SAN MINIATO; LA CASA EN EL ÁRBOL

El aéreo de doce plazas surcaba el aire velozmente dirigiéndose hacia el sur.

—Pero… No entiendo, Brenda… ¿Y nuestra luna de miel?

—Lo siento, Tom… Lo siento.

—¿Ha sido esta conferencia telefónica?

—¡Sí, eso ha sido! Escucha, querido. Hay problemas serios en San Miniato. Quieren prender fuego a las refinerías: no me queda más remedio que ir allí. Yo… siento que éste sea nuestro viaje de novios; pensaba otra cosa.

—A tu lado —dijo Tom, mimosamente—, cualquier viaje será bueno.

El viaje no fue bueno ni malo, sino indiferente. Mientras Tom se aburría en el asiento del copiloto y Giuseppe y las dos sirvientas dormitaban en los traseros, Brenda colocó el piloto automático y se dedicó a hablar por radio.

—No; de ninguna manera —decía—. No cedan en esto. Le buscaremos una solución, pero deténgalas hasta que yo llegue. Sobre todo, que coloquen, ¡cómo sea!, los liners en los pozos veintidós y veinticuatro.

—¡No me diga que es imposible, Rinaldi! ¡Es usted la ingeniera responsable, y eso quiere decir algo! ¡La madrina no lo sabe todavía, pero se enterará, y cuando lo sepa, volarán cabezas! ¡Las de ellas y la de usted, Rinaldi!

Tras cuatro horas de viaje y cerca de mil kilómetros recorridos, el aéreo descendió bruscamente.

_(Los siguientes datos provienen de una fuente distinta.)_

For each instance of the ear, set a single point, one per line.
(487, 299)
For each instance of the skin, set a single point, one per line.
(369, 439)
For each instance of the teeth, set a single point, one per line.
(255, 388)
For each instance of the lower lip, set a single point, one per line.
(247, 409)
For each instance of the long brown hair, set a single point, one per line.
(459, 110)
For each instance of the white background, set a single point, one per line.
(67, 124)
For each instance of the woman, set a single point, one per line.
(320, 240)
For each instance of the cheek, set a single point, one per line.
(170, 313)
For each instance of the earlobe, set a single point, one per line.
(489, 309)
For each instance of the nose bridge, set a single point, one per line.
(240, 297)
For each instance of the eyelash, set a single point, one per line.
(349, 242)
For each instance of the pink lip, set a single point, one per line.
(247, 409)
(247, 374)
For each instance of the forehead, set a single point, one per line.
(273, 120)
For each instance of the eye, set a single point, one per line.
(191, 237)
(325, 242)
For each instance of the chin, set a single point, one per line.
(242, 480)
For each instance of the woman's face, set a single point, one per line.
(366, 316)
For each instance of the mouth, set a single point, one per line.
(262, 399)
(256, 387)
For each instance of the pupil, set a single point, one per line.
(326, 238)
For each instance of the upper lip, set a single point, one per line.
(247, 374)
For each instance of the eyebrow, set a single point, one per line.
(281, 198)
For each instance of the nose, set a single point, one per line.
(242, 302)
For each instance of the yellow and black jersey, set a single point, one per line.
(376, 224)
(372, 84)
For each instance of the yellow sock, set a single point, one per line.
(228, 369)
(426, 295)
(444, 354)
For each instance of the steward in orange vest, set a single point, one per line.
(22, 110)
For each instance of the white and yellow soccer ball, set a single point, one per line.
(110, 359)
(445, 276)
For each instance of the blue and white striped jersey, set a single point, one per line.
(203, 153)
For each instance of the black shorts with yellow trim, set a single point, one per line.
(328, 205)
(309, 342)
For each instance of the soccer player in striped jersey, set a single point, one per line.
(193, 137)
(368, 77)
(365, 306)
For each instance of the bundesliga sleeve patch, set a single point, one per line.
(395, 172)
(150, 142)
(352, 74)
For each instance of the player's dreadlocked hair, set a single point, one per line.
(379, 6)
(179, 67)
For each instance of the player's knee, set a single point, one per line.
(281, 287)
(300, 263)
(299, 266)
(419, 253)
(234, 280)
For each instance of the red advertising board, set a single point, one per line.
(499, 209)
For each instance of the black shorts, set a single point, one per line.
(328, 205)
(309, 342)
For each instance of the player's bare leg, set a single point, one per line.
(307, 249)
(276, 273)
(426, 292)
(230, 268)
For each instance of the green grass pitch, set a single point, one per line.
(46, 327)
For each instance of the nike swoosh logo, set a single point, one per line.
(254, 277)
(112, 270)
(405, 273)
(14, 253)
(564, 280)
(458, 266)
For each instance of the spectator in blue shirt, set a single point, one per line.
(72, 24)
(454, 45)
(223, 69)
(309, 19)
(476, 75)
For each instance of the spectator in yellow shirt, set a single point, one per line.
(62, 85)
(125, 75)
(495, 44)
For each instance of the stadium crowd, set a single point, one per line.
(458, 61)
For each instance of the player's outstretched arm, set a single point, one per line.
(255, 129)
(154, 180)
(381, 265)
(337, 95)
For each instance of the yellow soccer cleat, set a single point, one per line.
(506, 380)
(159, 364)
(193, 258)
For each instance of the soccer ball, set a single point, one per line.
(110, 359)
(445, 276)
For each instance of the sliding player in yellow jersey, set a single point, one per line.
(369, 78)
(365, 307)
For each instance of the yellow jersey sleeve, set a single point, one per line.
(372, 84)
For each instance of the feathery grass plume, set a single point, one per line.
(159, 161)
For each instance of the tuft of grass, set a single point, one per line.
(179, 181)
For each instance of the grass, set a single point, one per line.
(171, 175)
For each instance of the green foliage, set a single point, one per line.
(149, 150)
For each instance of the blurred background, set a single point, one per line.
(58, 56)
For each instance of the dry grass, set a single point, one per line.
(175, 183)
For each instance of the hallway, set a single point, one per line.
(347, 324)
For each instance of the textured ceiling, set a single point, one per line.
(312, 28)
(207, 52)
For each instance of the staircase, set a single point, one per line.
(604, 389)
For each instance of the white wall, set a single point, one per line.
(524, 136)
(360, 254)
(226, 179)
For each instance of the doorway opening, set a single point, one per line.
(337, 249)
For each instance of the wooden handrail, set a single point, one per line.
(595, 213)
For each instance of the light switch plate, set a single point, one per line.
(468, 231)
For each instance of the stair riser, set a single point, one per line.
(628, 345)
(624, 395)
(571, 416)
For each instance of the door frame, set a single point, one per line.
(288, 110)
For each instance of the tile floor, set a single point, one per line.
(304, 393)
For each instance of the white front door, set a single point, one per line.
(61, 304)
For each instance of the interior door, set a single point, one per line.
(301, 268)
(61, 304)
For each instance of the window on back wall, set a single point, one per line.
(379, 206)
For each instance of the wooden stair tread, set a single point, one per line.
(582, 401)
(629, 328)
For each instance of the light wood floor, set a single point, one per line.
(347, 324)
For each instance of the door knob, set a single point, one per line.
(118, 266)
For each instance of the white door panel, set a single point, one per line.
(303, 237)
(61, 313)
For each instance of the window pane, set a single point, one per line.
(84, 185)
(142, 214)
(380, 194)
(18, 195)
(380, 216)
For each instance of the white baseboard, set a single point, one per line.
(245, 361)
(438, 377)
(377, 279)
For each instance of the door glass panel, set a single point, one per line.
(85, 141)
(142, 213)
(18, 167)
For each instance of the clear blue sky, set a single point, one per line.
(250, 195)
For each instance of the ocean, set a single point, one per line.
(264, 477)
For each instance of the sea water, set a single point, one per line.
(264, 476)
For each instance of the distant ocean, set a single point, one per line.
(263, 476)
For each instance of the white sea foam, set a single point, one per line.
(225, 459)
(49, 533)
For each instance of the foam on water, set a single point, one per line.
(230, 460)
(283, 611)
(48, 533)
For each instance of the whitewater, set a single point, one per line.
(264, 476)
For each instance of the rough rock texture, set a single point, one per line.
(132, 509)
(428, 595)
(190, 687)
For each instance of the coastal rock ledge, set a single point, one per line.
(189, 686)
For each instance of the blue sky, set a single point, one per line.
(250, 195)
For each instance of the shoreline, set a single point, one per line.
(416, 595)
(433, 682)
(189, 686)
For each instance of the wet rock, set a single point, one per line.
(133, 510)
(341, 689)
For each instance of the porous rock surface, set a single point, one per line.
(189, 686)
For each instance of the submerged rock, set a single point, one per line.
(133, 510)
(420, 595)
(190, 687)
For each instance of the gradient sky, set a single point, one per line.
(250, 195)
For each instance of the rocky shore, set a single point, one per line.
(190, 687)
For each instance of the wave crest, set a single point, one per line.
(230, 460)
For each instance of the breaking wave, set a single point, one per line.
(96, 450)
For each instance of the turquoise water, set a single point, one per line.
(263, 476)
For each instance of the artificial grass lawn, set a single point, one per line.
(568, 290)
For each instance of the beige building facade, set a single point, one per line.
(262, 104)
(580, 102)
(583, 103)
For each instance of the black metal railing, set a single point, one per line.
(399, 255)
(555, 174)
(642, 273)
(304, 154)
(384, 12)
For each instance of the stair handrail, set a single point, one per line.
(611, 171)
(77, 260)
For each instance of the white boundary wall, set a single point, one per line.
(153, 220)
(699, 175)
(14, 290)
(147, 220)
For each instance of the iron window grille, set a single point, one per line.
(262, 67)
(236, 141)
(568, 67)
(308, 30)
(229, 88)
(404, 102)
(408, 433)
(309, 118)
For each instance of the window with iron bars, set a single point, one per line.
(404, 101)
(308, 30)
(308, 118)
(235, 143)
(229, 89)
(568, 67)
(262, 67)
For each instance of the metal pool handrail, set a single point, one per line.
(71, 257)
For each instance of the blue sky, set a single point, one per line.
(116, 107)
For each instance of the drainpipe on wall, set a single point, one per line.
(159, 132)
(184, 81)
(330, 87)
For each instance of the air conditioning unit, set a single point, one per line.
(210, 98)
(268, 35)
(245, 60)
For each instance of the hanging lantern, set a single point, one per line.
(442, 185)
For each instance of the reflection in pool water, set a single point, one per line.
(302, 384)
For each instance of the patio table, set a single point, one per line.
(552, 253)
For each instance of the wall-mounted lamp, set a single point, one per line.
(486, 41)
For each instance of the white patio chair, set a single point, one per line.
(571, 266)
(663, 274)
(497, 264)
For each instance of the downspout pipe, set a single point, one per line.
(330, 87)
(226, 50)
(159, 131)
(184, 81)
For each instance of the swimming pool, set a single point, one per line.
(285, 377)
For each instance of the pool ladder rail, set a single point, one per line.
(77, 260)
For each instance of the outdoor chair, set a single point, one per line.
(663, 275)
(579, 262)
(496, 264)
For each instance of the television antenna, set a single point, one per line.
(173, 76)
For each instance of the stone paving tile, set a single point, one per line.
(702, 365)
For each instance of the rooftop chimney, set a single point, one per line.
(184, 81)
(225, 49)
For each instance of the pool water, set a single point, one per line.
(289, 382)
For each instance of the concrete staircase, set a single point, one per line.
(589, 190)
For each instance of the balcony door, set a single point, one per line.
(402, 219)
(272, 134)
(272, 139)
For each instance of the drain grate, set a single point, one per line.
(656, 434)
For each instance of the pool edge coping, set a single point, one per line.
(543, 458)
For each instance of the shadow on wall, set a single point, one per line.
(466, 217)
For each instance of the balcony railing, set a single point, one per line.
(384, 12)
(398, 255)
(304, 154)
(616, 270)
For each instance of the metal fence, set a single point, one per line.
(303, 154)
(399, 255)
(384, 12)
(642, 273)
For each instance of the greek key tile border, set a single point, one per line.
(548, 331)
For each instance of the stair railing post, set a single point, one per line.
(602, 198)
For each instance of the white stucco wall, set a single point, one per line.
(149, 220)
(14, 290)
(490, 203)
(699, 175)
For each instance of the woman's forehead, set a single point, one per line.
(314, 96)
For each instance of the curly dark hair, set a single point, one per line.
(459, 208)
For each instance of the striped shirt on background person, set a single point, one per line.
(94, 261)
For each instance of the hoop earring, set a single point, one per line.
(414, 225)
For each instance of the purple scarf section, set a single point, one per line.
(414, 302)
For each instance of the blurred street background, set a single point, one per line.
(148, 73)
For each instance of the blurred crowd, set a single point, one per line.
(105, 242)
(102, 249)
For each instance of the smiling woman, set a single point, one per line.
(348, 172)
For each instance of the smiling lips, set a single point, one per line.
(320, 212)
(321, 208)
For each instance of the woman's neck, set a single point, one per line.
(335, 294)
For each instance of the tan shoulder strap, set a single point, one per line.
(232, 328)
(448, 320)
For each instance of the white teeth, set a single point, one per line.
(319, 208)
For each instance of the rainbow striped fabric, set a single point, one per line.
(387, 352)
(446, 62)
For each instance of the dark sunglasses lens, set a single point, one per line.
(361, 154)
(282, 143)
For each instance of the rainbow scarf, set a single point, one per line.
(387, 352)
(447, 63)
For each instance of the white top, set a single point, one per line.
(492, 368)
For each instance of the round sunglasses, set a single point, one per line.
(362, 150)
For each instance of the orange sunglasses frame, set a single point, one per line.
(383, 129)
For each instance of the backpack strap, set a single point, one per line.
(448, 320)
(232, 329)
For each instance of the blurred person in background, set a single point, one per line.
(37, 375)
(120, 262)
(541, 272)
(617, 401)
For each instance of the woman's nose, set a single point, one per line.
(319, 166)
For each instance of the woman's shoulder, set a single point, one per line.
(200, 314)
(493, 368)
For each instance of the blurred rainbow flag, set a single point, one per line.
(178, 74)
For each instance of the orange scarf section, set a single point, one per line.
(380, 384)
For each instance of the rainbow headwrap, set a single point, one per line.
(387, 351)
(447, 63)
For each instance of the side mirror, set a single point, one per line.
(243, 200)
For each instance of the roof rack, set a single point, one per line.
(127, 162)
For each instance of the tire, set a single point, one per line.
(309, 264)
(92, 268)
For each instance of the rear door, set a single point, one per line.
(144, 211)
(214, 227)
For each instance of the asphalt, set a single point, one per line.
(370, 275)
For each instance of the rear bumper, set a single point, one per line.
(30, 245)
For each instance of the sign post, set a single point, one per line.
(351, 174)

Tom pudo divisar, en medio del anochecer iluminado ya por las dos lunas, una gran hilera de derricks perdiéndose en el horizonte, y en algunos lugares, chorros de fuego que procedían de los quemadores del proceso de combustión. Todo ello le fue explicado, rápida y nerviosamente, por Brenda, y Tom apenas entendió nada.

Tomó tierra el aparato en una pequeña pista de hormigón, con una torre de control diminuta. Sorprendentemente, en uno de los extremos se elevaba un gran árbol seco. Un verdadero coloso, de quizás cien metros de alto, y no menos de cuarenta metros de diámetro en la base. Lo extraño era que en el tronco, cerca del suelo, se veían luces, como si hubiera farolillos empotrados en la madera.

El pequeño aeropuerto estaba situado sobre una gran colina rocosa, a cuyos pies se extendían las hileras de luces de San Miniato, perforando la oscuridad, y más allá, los derricks, los depósitos de crudo, y el complejo conjunto de oleoductos, depósitos y almacenes.

Un grupo de personas esperaba junto a la torre de control. Tom fue presentado rápidamente a varias de ellas (la ingeniero Rinaldi, la podestá Fisichella, la jefe de la policía, Vittorini…). Mientras era arrastrado por Brenda hacia el árbol, las demás mujeres les siguieron, hablando todas a la vez, en todos los tonos de voz posibles. De San Miniato llegaba un sordo rumor hirviente, un griterío sólo ensordecido por la distancia.

—¡Pero, señora! ¡Han ocupado los depósitos de casing!

—Y piquetes de mantenimiento, ¿han dejado?

—Bueno; eso sí, señora. No han llegado a reventarlo todo aún, pero están irritadísimas O conseguimos una solución o esto se irá al demonio.

—¿Qué efectivos tienes, Vittorini?

—Doscientas mujeres, señora. Imposible hacer nada con eso. ¡Pida socorros a San Cataldo, a Brandistocco! Necesitamos un par de miles de mujeres aquí.

Brenda se plantó en jarras junto al árbol.

—De eso, nada, Vittorini. Yo sola me basto para poner esto en condiciones. Suponiendo que la madrina no se entere… Y ahora, ¡por favor!, denme media hora para dejar a mi marido en casa.

—Señora, sí.

Porque el árbol, realmente, era una casa. En tiempos quizá muy lejanos, artesanos expertos habían excavado en el gigantesco tronco seco los peldaños, la puerta, las ventanas y las habitaciones de una vivienda. Las paredes, como era natural, eran de la propia madera del desdichado árbol, pulidas y abrillantadas hasta la exageración. Las bonitas vetas de color manteca, alternadas con otras más oscuras habían sido hábilmente aprovechadas en algunos lugares para excavar celosías al exterior, o entre dos habitaciones. En cuanto el moblaje, era evidente que buena parte de él había sido realizado utilizando la misma madera sobrante. Con ello, había habitaciones en que la vista se perdía un poco, no distinguiendo las paredes del moblaje.

—Volveré —dijo Brenda—. Giuseppe, Annina y Andreina cuidarán de ti.

Le besó rápidamente y salió, seguida por la turbamulta de mujeres nerviosas.